Flutamide is commonly available in 250 mg tablets. The usual adult dosage for prostate cancer is 250 mg taken three times daily (every 8 hours). Dosage may vary depending on treatment regimen, patient tolerance, and combination with other hormonal therapies.
Flutamide may interact with drugs that are metabolized by the liver, particularly those involving hepatic enzyme systems, potentially altering their blood levels. Concurrent use with anticoagulants like warfarin may increase bleeding risk. Alcohol and other hepatotoxic drugs may increase the risk of liver toxicity when used with flutamide.
Flutamide does not have significant clinically relevant food interactions. However, it is generally recommended to take it consistently with respect to meals to maintain stable drug absorption.
Flutamide is contraindicated in patients with severe hepatic impairment or active liver disease due to its potential hepatotoxicity.
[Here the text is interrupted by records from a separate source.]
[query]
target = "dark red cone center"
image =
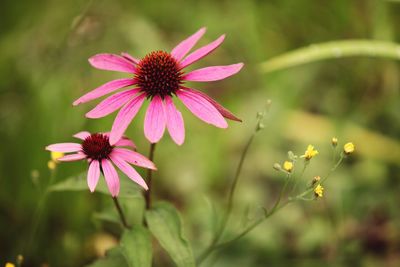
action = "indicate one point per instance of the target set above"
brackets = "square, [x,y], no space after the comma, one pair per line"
[158,74]
[97,146]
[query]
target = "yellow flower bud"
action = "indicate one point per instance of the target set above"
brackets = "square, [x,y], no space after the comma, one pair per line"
[348,148]
[319,191]
[316,179]
[288,166]
[310,153]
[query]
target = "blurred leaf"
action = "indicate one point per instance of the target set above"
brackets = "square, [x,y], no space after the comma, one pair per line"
[136,247]
[166,225]
[113,258]
[334,49]
[78,183]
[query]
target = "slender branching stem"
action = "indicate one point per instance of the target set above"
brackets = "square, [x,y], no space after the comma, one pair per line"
[147,194]
[121,213]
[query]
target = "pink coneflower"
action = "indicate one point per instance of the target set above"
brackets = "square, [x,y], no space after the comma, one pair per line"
[96,149]
[160,76]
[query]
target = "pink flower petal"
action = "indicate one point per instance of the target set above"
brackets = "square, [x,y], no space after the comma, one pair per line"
[111,104]
[184,47]
[201,108]
[130,58]
[134,158]
[93,175]
[154,122]
[224,112]
[72,157]
[125,142]
[111,176]
[124,118]
[104,89]
[213,73]
[112,62]
[175,123]
[82,135]
[201,52]
[128,170]
[64,147]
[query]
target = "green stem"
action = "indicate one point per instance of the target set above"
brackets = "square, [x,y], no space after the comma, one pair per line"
[37,217]
[227,215]
[147,194]
[121,213]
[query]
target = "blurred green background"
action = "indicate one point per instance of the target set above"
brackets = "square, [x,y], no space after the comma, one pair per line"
[44,47]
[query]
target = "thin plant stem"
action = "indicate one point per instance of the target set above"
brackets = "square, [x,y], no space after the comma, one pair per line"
[306,163]
[121,213]
[147,194]
[227,215]
[37,217]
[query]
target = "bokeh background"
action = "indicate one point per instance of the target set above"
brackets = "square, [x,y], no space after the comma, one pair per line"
[44,47]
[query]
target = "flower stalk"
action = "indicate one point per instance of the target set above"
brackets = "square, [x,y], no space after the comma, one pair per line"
[147,194]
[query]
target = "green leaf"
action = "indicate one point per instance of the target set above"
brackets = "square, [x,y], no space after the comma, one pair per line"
[165,224]
[114,258]
[136,247]
[79,183]
[334,49]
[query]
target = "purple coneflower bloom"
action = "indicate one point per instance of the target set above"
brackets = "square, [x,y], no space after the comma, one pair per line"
[159,76]
[96,149]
It should also be avoided in individuals with known hypersensitivity to the drug or its components.
Gynecomastia (breast enlargement in males)
Hot flashes
Diarrhea
Nausea and vomiting
Decreased libido
Fatigue
Elevated liver enzymes
Hepatotoxicity (rare but potentially serious)
Anemia (less common)
OVER DOSAGE
Flutamide overdose is rare but may lead to an intensification of its known adverse effects, particularly involving the gastrointestinal tract and liver. Early symptoms can include nausea, vomiting, diarrhea, abdominal discomfort, dizziness, and marked fatigue. In more severe cases, significant hepatotoxicity may occur, presenting as elevated liver enzymes, jaundice, acute hepatitis, and in rare instances, progression to liver failure.
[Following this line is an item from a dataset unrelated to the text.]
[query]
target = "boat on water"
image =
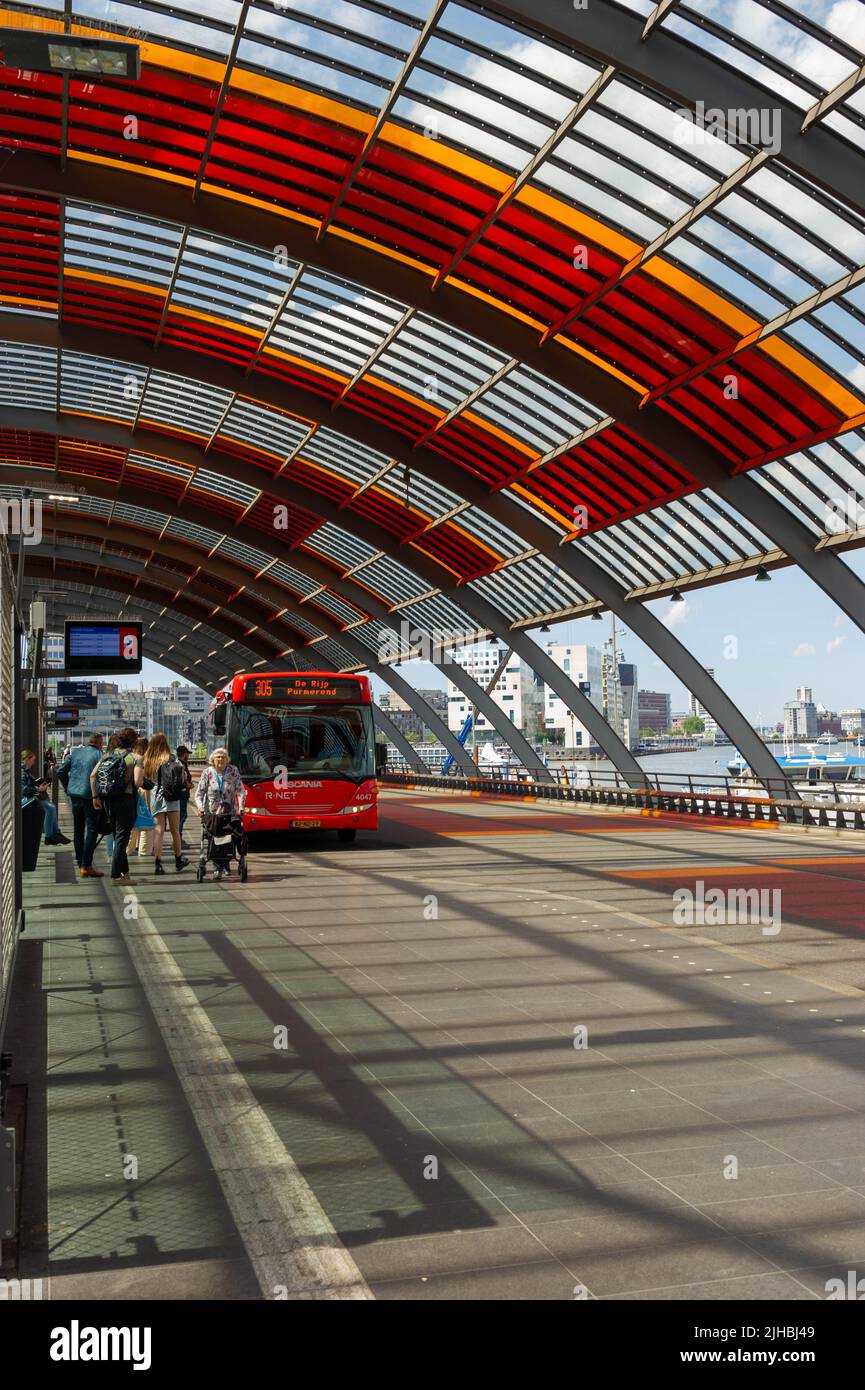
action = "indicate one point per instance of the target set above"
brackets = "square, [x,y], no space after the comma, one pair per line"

Flutamide toxicity is primarily associated with liver injury, which can range from mild elevation of liver enzymes to severe, potentially fatal hepatitis. Symptoms of overdose or toxicity may include severe gastrointestinal upset, jaundice, fatigue, and signs of liver failure. Management involves immediate discontinuation of the drug, supportive care, and monitoring of liver function, as there is no specific antidote.